Mononuclear Phagocytes, Inflammation Act as Mediators in AMD


In AMD, early pathogenic changes may be related to immune system responses causing inflammation and subsequent tissue damage resulting from that inflammation.

Xavier Guillonneau, PhD, Institute of Vision

Xavier Guillonneau, PhD

The connections between age-related macular degeneration (AMD), inflammation, and the accumulation of mononuclear phagocytes (MP) in subretinal environments may be more complicated than originally believed.

Published in Progress in Retinal and Eye Research and led by Xavier Guillonneau, PhD, with the Institute of Vision at the Sorbonne in Paris, France, new research discussed multiple risk "cofactors" related to the accumulation of MPs, including nonresolving inflammation and immune system responses as important factors for AMD development, suggesting that AMD treatments should address issues of chronic inflammation triggered by immune response in order to minimize tissue damage and AMD progression in patients.

Currently, the pathomechanisms of AMD can be grouped into 3 sections: The insufficiencies in the choroidal vascular system; the dysfunction of the retinal pigment epithelium (RPE); and chronic inflammation.

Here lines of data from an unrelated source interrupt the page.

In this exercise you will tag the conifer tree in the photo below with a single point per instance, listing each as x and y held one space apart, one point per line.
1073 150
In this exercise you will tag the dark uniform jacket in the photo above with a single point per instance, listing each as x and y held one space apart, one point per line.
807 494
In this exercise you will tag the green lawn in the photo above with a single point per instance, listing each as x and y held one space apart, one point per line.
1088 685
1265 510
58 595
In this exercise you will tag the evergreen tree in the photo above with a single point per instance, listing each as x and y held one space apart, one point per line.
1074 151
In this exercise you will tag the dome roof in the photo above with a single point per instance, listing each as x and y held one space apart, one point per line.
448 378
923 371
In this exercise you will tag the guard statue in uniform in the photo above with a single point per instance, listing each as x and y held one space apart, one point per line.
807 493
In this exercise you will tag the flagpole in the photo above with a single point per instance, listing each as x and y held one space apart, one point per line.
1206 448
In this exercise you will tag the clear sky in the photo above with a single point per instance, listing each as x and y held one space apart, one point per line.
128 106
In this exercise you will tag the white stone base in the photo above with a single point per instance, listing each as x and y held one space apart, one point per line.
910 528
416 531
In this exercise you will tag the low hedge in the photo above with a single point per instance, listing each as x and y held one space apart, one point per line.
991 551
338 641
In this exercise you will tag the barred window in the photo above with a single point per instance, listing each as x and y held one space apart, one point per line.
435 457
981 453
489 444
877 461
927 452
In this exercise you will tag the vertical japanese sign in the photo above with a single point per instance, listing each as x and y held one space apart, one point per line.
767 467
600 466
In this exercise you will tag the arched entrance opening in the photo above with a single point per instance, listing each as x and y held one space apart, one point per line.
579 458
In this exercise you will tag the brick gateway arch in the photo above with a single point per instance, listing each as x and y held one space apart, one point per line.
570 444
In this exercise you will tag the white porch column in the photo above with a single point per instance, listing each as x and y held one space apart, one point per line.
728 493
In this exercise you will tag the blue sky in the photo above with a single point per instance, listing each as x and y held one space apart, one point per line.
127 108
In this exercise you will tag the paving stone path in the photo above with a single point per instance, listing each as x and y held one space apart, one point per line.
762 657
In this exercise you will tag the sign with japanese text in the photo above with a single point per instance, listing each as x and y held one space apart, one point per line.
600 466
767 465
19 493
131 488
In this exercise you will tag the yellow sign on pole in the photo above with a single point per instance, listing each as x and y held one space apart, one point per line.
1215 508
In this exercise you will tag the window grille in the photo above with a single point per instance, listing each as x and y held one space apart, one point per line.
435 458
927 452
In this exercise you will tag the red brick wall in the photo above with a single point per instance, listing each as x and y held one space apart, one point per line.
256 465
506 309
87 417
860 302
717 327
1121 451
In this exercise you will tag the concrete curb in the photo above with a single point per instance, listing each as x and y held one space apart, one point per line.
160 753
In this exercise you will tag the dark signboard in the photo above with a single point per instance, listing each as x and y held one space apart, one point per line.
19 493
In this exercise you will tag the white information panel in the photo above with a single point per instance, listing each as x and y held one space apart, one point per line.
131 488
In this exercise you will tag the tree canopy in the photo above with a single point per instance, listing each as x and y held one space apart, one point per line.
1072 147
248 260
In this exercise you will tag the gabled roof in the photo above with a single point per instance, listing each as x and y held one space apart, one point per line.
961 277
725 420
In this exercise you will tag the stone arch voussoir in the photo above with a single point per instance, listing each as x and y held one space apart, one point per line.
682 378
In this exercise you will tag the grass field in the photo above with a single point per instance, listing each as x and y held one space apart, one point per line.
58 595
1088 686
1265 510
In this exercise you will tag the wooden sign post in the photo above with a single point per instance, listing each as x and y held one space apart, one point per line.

All of which, "likely all play into the disease development to different degrees in individual patients." MPs play a role in each process by triggering inflammation via monocytes, inflammatory macrophages, dendritic cells (DCs) and microglial cells (MCs), according to the authors.

MPs are present throughout the body, and several types are found in the "posterior segment of the eye," but not in the central photoreceptor cell layer or subretinal space in healthy adults without AMD. This is due in part to the immunosuppressive nature of the retinal environment, Guillonneau and colleagues noted.

This absence of MPs in subretinal space does not hold true for those with AMD, and “a number of studies have observed inflammatory cells, particularly MPs, but also lymphocytes" in subretinal space and neovascular membranes in AMD patients. Those MPs and leukocytes, according to Guillonneau, build up on the RPE in AMD and may be triggering an immunoresponse that exacerbates AMD symptoms on several levels.

While AMD is associated with a pre-activation local MP infiltration of the photoreceptor cells, that accumulation occurs adjacent to the prominent indicators of the condition, suggesting that MPs may play a role in the disease’s pathogenic changes — particularly those associated with geographic atrophy.

Guillonneau and colleagues argue that those early pathogenic changes may be related to immune system responses causing inflammation and subsequent tissue damage resulting from that inflammation.

The article suggested that the eyes of AMD patients may be affected by a lack of "tissue homeostasis" in response to inflammatory reactions and upregulations of inflammatory cytokines. Guillonneau and colleagues wrote that if the inflammatory response is not controlled in AMD, and if tissue homeostasis is not re-established "after the elimination of persistent tissue stress" then the inflammatory response can quickly "become pathogenic and contribute to disease progression." The inability to re-establish tissue homeostasis within retinal spaces can lead to nonresolving inflammation which can lead to tissue damage in a “vicious circle,” wrote Guillonneau.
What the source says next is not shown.